Bispo diocesano mostra-se disponível para qualquer decisão da Santa Sé sobre o futuro e alerta para o impacto da desertificação

Vila Real, 26 abr 2018 (Ecclesia) – O bispo de Vila Real, D. Amândio Tomás, apresentou renúncia ao Papa Francisco, de acordo com o que está determinado pelo Direito Canónico, após completar 75 anos de idade, esta segunda-feira.

Em entrevista à Agência ECCLESIA, D. Amândio Tomás disse hoje que “irá sujeitar-se às intenções do Santo Padre”, que “decidirá sobre a sua continuidade ou não continuidade” à frente da diocese, “e por quanto tempo”.

“Até lá vou trabalhando normalmente, e mesmo como bispo emérito não deixo de amar a Cristo e a Igreja”, frisou aquele responsável, há 10 anos em Vila Real.

Nestas declarações, o bispo destacou os muitos desafios que ainda existem para abordar no território, a começar pelo problema do despovoamento do interior.

“Ainda hoje estive no Conselho Presbiteral onde um dos assuntos foi se não deveríamos fazer uma redução nas paróquias, e como servi-las, sendo comunidades tão pequeninas”, adiantou D. Amândio Tomás.

A Diocese de Vila Real tem mais de 4 mil quilómetros de extensão, tem cerca de 264 paróquias, mas em termos de população global conta com pouco mais de 200 mil pessoas.

“Por exemplo, a Diocese de Lisboa tem paróquias que têm quase a população toda da nossa diocese. Hoje o interior está esvaziado de gente, só tem pessoas mais idosas, há uma hemorragia para o litoral e para o estrangeiro, raramente cá ficam, emigram todas. E é com esta realidade que temos de trabalhar”, apontou D. Amândio Tomás.

Sobre o futuro, em cima da mesa poderá estar mesmo a reconfiguração da Diocese de Vila Real em unidades pastorais, modelo que já adotado por outras circunscrições eclesiásticas em Portugal.

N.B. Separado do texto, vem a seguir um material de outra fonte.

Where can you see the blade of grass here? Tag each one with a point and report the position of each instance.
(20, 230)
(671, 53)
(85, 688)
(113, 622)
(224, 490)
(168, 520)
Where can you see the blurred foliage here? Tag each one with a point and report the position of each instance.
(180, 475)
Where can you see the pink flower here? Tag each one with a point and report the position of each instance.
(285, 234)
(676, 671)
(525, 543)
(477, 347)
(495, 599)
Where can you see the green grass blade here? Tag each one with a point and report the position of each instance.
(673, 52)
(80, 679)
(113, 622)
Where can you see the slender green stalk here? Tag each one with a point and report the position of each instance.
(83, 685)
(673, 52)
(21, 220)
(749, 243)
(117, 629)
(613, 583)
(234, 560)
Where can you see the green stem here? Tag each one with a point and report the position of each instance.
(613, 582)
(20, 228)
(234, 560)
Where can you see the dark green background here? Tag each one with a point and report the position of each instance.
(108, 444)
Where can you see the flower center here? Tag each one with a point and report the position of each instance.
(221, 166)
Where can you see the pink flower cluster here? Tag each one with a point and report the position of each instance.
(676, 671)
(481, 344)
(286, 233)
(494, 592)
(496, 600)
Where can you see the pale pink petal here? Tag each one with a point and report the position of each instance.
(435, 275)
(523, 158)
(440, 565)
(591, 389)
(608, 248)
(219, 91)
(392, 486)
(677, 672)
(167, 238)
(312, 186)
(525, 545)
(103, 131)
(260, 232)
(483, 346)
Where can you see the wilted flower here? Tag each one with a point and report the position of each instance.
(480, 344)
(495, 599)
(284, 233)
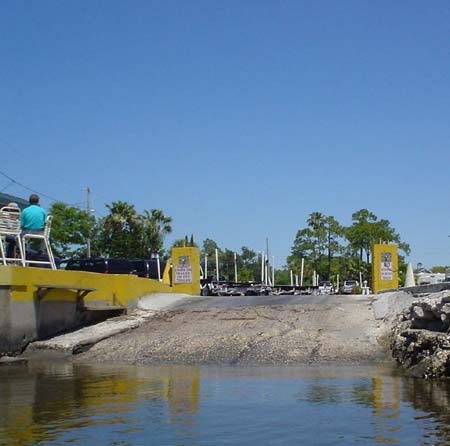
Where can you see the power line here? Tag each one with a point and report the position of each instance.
(12, 180)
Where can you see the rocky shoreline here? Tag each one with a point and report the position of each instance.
(420, 338)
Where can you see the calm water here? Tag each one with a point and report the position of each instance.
(60, 403)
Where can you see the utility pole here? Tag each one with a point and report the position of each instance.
(88, 205)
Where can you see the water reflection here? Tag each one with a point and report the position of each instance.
(58, 402)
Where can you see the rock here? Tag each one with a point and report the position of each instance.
(420, 341)
(6, 360)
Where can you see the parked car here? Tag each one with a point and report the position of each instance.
(325, 287)
(101, 265)
(348, 286)
(148, 268)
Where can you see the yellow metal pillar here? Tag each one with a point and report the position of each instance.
(186, 270)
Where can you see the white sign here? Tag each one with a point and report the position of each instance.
(183, 273)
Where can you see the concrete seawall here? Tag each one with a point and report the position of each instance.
(36, 303)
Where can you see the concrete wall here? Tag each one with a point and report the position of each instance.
(25, 317)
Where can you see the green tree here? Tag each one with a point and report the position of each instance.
(125, 233)
(70, 229)
(317, 244)
(367, 230)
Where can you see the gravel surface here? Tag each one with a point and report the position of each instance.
(344, 331)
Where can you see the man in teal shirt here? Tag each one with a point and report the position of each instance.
(32, 219)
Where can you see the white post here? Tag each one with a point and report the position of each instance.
(301, 272)
(217, 265)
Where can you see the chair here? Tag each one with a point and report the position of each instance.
(10, 226)
(44, 237)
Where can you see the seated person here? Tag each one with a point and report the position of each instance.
(32, 219)
(10, 239)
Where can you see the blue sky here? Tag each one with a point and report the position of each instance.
(237, 118)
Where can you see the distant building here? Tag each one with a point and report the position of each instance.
(5, 199)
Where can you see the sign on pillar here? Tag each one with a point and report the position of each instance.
(186, 270)
(384, 267)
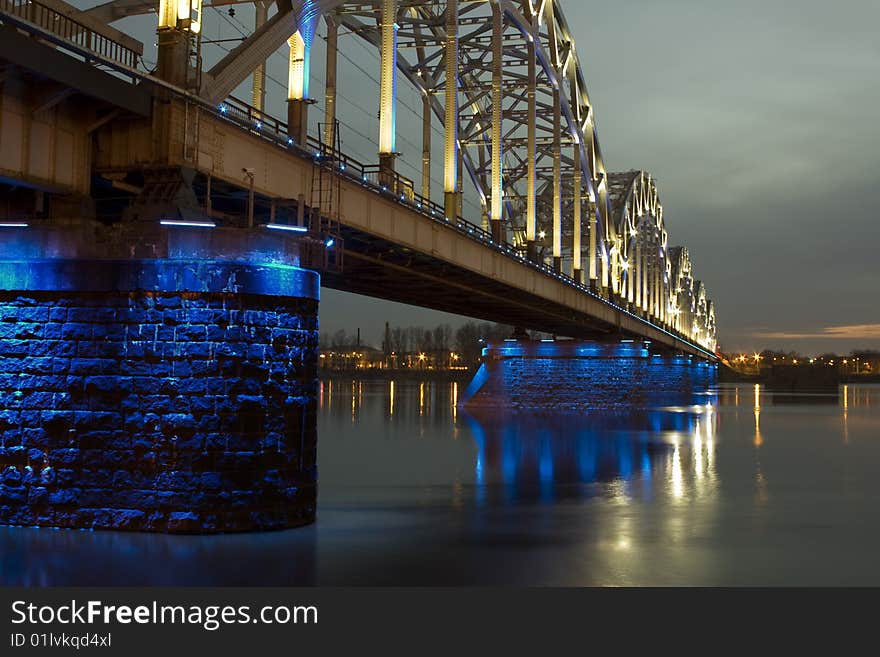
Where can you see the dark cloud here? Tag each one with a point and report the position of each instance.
(759, 121)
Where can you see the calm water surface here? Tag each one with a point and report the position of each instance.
(736, 486)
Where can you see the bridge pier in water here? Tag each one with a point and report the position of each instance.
(586, 376)
(172, 393)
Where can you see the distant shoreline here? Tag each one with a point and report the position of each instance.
(398, 375)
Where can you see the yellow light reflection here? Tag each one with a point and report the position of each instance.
(698, 453)
(677, 475)
(758, 441)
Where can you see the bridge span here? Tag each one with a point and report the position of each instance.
(159, 238)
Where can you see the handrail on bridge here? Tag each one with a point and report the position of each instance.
(274, 131)
(240, 113)
(70, 30)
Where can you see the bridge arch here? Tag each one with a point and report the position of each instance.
(516, 118)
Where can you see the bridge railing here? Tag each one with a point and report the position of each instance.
(69, 30)
(367, 175)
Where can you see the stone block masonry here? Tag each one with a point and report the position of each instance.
(157, 395)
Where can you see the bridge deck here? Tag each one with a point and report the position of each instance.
(398, 246)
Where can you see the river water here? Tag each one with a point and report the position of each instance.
(734, 486)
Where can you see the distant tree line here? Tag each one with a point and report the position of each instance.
(465, 340)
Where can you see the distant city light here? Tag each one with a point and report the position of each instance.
(188, 224)
(292, 229)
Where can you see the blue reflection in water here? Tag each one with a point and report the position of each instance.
(546, 426)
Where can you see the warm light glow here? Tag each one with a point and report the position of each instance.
(298, 73)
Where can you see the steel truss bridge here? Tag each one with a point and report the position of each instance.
(89, 130)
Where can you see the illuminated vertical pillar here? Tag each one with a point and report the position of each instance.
(557, 179)
(531, 164)
(655, 295)
(594, 272)
(388, 91)
(426, 146)
(630, 270)
(603, 241)
(298, 89)
(330, 86)
(178, 21)
(635, 269)
(450, 119)
(497, 209)
(258, 84)
(664, 293)
(576, 186)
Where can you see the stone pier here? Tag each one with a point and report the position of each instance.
(164, 393)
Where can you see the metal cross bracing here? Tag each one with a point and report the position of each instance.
(502, 81)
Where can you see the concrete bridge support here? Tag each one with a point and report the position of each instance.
(156, 394)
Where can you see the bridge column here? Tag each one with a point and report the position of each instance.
(557, 179)
(450, 120)
(636, 270)
(388, 92)
(497, 208)
(330, 90)
(178, 22)
(531, 164)
(174, 402)
(298, 89)
(258, 84)
(577, 271)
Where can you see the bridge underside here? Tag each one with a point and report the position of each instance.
(378, 268)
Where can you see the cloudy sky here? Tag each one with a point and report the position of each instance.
(759, 121)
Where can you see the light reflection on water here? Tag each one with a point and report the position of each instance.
(727, 485)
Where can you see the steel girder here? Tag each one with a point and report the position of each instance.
(524, 127)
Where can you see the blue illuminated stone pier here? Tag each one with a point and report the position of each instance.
(162, 394)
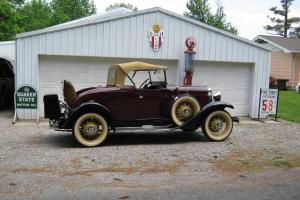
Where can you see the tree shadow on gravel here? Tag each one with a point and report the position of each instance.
(129, 138)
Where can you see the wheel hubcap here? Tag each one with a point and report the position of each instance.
(217, 125)
(184, 112)
(90, 129)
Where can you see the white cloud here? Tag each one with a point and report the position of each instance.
(248, 16)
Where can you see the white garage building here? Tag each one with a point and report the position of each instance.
(81, 51)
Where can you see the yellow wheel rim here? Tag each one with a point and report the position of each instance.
(91, 129)
(218, 125)
(184, 109)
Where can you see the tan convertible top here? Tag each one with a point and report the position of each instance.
(117, 73)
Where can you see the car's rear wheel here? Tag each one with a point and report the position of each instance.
(90, 129)
(183, 109)
(217, 125)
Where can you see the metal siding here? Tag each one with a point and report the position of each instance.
(124, 38)
(120, 37)
(113, 37)
(86, 41)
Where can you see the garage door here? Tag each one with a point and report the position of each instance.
(82, 72)
(232, 80)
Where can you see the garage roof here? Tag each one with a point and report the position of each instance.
(287, 44)
(125, 13)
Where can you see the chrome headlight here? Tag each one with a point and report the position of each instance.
(217, 96)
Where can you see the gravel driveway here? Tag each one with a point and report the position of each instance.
(258, 161)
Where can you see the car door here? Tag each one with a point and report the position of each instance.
(123, 104)
(151, 103)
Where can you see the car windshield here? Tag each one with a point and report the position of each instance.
(141, 78)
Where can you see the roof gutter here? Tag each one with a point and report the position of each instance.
(293, 68)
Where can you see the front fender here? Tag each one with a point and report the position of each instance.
(86, 108)
(199, 117)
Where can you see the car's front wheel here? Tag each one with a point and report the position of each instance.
(217, 125)
(90, 129)
(183, 109)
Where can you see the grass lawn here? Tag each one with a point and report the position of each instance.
(289, 106)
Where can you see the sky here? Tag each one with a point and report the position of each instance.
(248, 16)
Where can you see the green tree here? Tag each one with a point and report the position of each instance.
(281, 24)
(200, 10)
(8, 19)
(34, 15)
(122, 5)
(67, 10)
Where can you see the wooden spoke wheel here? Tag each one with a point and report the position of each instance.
(90, 129)
(184, 109)
(218, 125)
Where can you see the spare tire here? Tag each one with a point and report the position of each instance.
(184, 108)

“Mas primeiro temos de criar mentalidade nas pessoas, temos de educar as pessoas e educar-nos a nós próprios para servir de outra maneira. Realizar comunhão”, alertou o bispo natural de Cimo de Vila da Castanheira, em Chaves, que vai ainda mais longe na abordagem ao atual contexto da sua diocese.

“A Igreja é um mistério de comunhão fundamentalmente, e atualmente este espírito pouco existe porque há muito bairrismo, há muitas aldeias pequeninas, todas querem ser grandes. E reconfigurar isto, criando unidades pastorais, comunhão, faria com que as pessoas se sentissem como parte de um todo. Mas isso leva tempo”, salientou.

Outro desafio, ligado à questão demográfica, é o dos “jovens”, que o bispo definiu como “o amanhã da Igreja e da sociedade”, e cujo contributo é preciso saber desafiar e potenciar.

D. Amândio Tomás esteve presente esta quarta-feira nas Jornadas Diocesanas da Juventude, que decorreram em Mondim de Basto, com a participação de centenas de jovens.

De acordo com aquele responsável, o principal objetivo foi “entusiasmar” e “motivar” os mais novos “a tomarem consciência” da importância da sua presença ativa na missão da Igreja, com “alegria”, “coragem” e “desassombro”.

Não só como forma de ter “mais vocações, de ter mais gente”, mas também para a Igreja acompanhar os sinais dos tempos, de “adaptação a um novo paradigma, muito diferente do passado”.

“Para realidades novas, temos de encontrar soluções novas. E eles como novos que são, têm muitíssima coisa a dizer”, apontou o bispo de Vila Real, que reconheceu a relevância do próximo Sínodo dos Bispos convocado pelo Papa Francisco para debater esta questão.

“Eu creio que o Papa Francisco está a fazer uma belíssima missão, chamando inclusivamente alguns jovens para prepararem em Roma o Sínodo, sendo obreiros do instrumento de trabalho que irá servir de substrato para as discussões sinodais. Fazer isto foi uma medida inteligente, ótima, para tornar os jovens atores do seu futuro e do futuro da Igreja”, concretizou.